Great to see that Mike Rothman and Bill Brenner know how to read between the lines. Here's a related point of view on the Storm Worm - Why do users still receive attachments they are not supposed to click on?

Meanwhile, Eric Lubow (Guardian Digital, Linuxsecurity.com) have recently joined the security blogosphere and I'll be keeping an eye on his blog for sure -- hope it's mutual. Two more rather fresh blogs worth reading are ITsecurity.com's one -- how's it going Kev -- and Panda Software's blog. And with PandaLabs now blogging, the number of anti virus vendors without a blog, namely still living in the press release world is getting smaller. I remember the last time I was responsible for writing press releases for a vendor I'd rather not associate myself with, and how Web 1.0 the whole practice was. If you really want to evolve from branding to communicating value, hire a blogger that's anticipating corporate citizenship given he's commissioned, and reboot your PR channels.

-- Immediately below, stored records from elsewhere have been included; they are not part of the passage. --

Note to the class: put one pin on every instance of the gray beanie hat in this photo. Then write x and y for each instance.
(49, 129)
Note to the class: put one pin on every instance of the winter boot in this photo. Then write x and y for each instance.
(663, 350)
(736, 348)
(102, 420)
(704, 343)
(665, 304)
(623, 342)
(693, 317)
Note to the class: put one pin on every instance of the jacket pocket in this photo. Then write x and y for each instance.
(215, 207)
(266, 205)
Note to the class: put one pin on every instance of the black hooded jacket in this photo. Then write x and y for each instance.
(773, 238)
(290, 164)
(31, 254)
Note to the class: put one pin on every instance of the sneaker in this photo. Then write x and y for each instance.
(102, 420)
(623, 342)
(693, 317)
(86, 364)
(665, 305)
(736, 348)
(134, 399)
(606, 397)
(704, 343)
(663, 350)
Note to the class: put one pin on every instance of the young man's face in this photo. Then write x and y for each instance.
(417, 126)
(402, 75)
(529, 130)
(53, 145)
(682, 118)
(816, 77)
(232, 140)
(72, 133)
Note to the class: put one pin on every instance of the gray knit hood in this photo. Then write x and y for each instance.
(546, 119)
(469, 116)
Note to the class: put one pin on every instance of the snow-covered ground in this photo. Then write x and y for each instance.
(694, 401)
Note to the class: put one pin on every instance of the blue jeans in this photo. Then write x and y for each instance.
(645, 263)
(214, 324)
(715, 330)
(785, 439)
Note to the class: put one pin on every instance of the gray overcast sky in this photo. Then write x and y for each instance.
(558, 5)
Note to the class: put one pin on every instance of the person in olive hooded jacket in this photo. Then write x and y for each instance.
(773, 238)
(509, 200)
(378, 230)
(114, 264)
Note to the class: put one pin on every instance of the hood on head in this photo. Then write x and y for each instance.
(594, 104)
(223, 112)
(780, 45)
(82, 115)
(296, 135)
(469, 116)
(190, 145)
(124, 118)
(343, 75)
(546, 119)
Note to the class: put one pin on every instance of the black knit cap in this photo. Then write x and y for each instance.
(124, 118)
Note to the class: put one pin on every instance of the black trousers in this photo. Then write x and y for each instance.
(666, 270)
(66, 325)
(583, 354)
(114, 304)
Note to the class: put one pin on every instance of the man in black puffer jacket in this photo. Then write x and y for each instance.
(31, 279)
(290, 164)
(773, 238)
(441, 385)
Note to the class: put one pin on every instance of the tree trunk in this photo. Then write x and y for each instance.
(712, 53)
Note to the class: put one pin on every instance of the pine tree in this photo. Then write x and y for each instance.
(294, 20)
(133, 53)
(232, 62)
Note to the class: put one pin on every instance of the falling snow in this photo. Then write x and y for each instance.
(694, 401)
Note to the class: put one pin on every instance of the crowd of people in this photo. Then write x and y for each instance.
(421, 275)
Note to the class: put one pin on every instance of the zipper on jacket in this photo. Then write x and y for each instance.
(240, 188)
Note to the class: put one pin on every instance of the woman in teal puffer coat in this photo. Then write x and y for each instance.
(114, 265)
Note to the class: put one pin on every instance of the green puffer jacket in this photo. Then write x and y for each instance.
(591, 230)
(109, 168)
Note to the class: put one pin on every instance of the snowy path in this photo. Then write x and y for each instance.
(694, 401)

Clustering Phishing Attacks

Clustering a phishing attack to get an in-depth and complete view on the inner workings of a major phishing outbreak or a specific campaign only - that's just among the many other applications of the InternetPerils. Backed up with neat visualization features, taking a layered approach, thus, make it easier for analysts do their jobs faster, its capabilities are already scoring points in the information security industry :

"InternetPerils has discovered that those phishing servers cluster, and infest ISPs at the same locations for weeks or months. Here's an example of a phishing cluster in Germany, ever-changing yet persistent for four months, according to path data collected and processed by InternetPerils, using phishing server addresses from the Anti-Phishing Working Group (APWG) repository. The above animation demonstrates a persistent phishing cluster detected and analyzed by InternetPerils using server addresses from 20 dumps of the APWG repository, the earliest shown 17 May and the latest 20 September. This phishing cluster continues to persist after the dates depicted, and InternetPerils continues to track it."

Here are seven other interesting anti-phishing projects, and a hint to the ISPs who really want to know what their customers are (unknowingly) up to.

Visual Thesaurus on Security

In case you haven't heard of the Thinkmap Visual Thesaurus, it's an "interactive dictionary and thesaurus which creates word maps that blossom with meanings and branch to related words. Its innovative display encourages exploration and learning. You'll understand language in a powerful new way." With its current database size and outstanding usability build into the interface, it has a lot of potential for growth, and I'm sure you'll find out the same if you play with it for a little while.